Residents of Kajo-Keji county in Central Equatoria State are pleased that county officials are enforcing orders to curb illicit logging of forests in the state.
Residents report that the rate of illegal logging in the region has reduced dramatically in the last two months, as they no longer see trucks laden with logs or hear the sound of logging equipment running.
Since the 2016 civil conflict, illicit timber logging has been common in Kajo-Keji County. Residents and municipal politicians have protested that the company merely depletes the trees and benefits no one.
Some government officials and military personnel have been accused of assisting the illegal logging operation, which is mostly carried out by Ugandan wood businesses and is transferred to Uganda through the Moyo and Yumbe districts.
Following a repeated public uproar, the state government asked the ministries of agriculture and local government to establish a logging moratorium throughout the state in an executive order issued in October 2020.
Residents said they are starting to feel the impact of the prohibition.
Juan Emelia, a resident of Nyepo Payam, complimented the county commissioner for enforcing the illegal logging prohibition and demanded that services be provided.
“We no longer see trucks filled with timber.” We noticed a truck being seized at the police station for attempting to transport logs in Limi Boma. “The community wants this illegal logging to cease at all costs because we want these resources for the benefit of the community as well as our children in the future,” she said.
Julius Taban, from the Kangapo region, said they are glad to be free of the sound of logging machinery and asked the county administration to continue until no tree is cut unlawfully.
“We heard there is no longer logging, and we no longer hear the noises of power saw equipment in this town.” “He testified. “We are now relieved that once this is resolved, we will have rainfall as normal, and these woods will one day assist returnees in building their homes. As a community, we want this illegal logging to cease now and in the future.”
Catherine John, a resident of Kajo-Keji town, stated that although logging seems to be on the decrease, the government should stay alert, particularly around the borders.
“I am quite pleased that the rate of illegal logging in Kajo-Keji has decreased.” If all of these trees are taken down, we will continue to suffer from drought and a lack of rain, which will have an impact on our survival as humans. “We want to see these forest products harvested for the benefit of community development initiatives in the future,” she continued.
Meanwhile, Victor Batali Silas, an environmental campaigner and Executive Director of the Forest Conservation Association (FCA), praised county officials for putting a stop to illicit logging in Kajo-Keji.
He also advocated for community education initiatives on the need for forest protection and replanting.
“There is a need for community understanding about the forest and environmental conservation, and now is the moment to include the community in environmental protection.”
There is also a need for the county to build a legislative framework, and the county should organize a community forestry management committee, and there should be rules that prevent forest offenders so that the environment is preserved “Batali said.
Eresto Kenyi, the commissioner of Kajo-Keji County, explained: “Illegal logging has ceased since loggers used to camp here and transport their logs at night, but their presence (loggers) is no longer visible on the ground.

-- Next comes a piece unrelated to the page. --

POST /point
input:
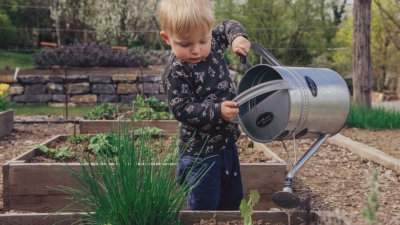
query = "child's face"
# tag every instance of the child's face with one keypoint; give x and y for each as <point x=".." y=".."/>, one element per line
<point x="192" y="49"/>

This is due to the fact that we are carrying out directives issued by the state to the county administration, and there are now no logging businesses in the area.”
Central Equatoria state agriculture and forestry minister Lily Kapuki said the prohibition order would be enforced because the administration is committed to environmental preservation.
She asked Kajo-Keji residents and security personnel to work together to defend the woods from criminal loggers.
“When the governor issued the directives, which were backed up by ministerial orders, we want all security organs in Kajo-Keji to carry them out because we want the security apparatus to safeguard our forest and our constitution.” It is their responsibility to apprehend rather than assist these loggers in smuggling our natural resources “She made a remark.